We’ve driven 20 minutes from St Albans for a guided tour of Waltham Abbey Church. As we turn a corner this huge Norman Church looks quite imposing and almost feels out of proportion in the middle of the town with small buildings dotted around it. The clock face catches my eye and is uniquely designed with a dark diamond shape framing it.

 As we’re a little early we explore the surrounding area. The Saturday market is in full swing; locals are chatting and selling everything from handbags to cat food. My husband has slowed down and is mesmerized by a stall selling tools and everything you could possibly need for fixing things, while I linger to look at some colorful summer tops. We stop for lunch and as the sun is shining we eat outside.

 We walk back towards the church and have a look at the gardens and surrounding cloister ruins; butterflies float amidst sunlit cherry blossom trees; birdsong fills the deserted rose garden, perfectly symmetrical in design and full with buds about to burst into colour in the next few weeks.

 We enter the church, our guide awaits and we join the group. It is an attractive interior with high Romanesque columns towering up to form rounded arches all along the nave; I look up to the West End, mesmerized by the beautiful stained glass Rose window depicting the Creation story. Each petal depicts one of the seven days; the light from the vibrant ocean blues, strong apple reds and soft greens of the trees shines into the church.

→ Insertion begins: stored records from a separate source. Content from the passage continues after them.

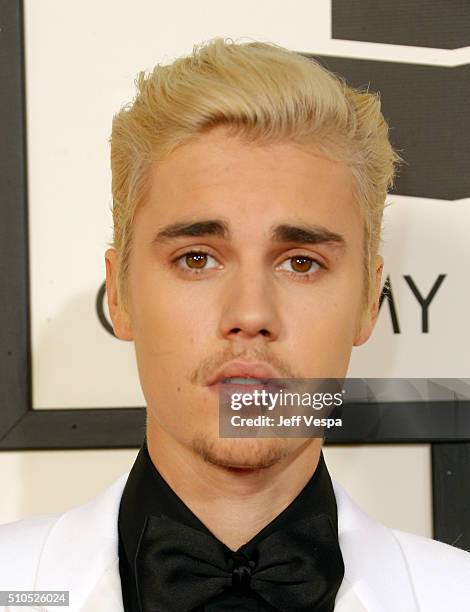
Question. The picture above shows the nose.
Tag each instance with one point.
(250, 304)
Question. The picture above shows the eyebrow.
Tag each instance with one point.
(301, 234)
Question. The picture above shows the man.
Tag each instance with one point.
(248, 190)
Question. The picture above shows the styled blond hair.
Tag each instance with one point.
(266, 94)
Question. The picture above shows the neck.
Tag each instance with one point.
(234, 504)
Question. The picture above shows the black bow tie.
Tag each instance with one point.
(180, 568)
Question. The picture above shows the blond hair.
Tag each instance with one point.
(264, 93)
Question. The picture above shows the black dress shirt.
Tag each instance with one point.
(147, 493)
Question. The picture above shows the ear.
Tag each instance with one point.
(369, 317)
(120, 319)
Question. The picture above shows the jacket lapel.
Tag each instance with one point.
(375, 566)
(81, 556)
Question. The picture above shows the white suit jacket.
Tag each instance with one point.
(386, 570)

Christ is depicted at its centre holding the sun with a rainbow in the distance.

 I look up and marvel at the dizzying heights of the ornately decorated ceiling forming part of the Victorian restoration. It is covered with paintings of the signs of the zodiac framed in blue patterned diamond shapes all along the nave ceiling; a somewhat strange addition to a church.  

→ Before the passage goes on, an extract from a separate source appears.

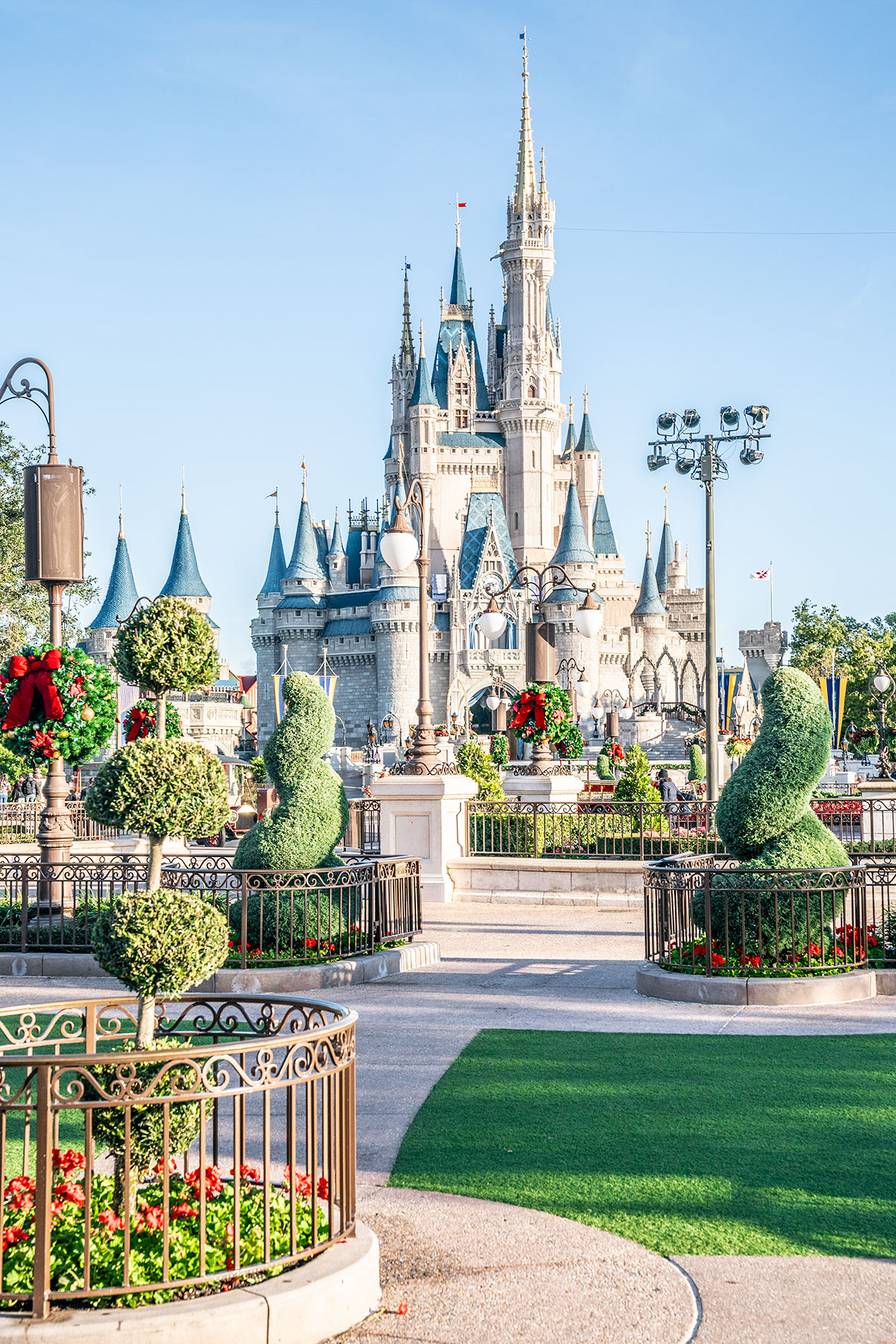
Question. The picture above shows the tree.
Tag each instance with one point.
(25, 613)
(856, 647)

 The guide explains that we’re standing on a site where Christians have been worshipping for over a thousand years; the first church on this site dates back to the seventh century. In 1540, Waltham Abbey was the last Abbey to be dissolved in the Dissolution and all that remains is the nave.

 To end the tour we approach the Lady Chapel, colorful streams of light pour through the stained glass. We’re invited to have a look at a rare 15th Century wall painting covering the entire East wall and depicting the Day of Judgment.

 We leave the church and go and have a tea. As we approach the market square there are few passers by and it has gone very quiet. We sit outside. The atmosphere of the square has totally shifted from a bustling town crowded with shoppers to a deserted space with a single road-sweeper silhouetted in the distance clearing litter.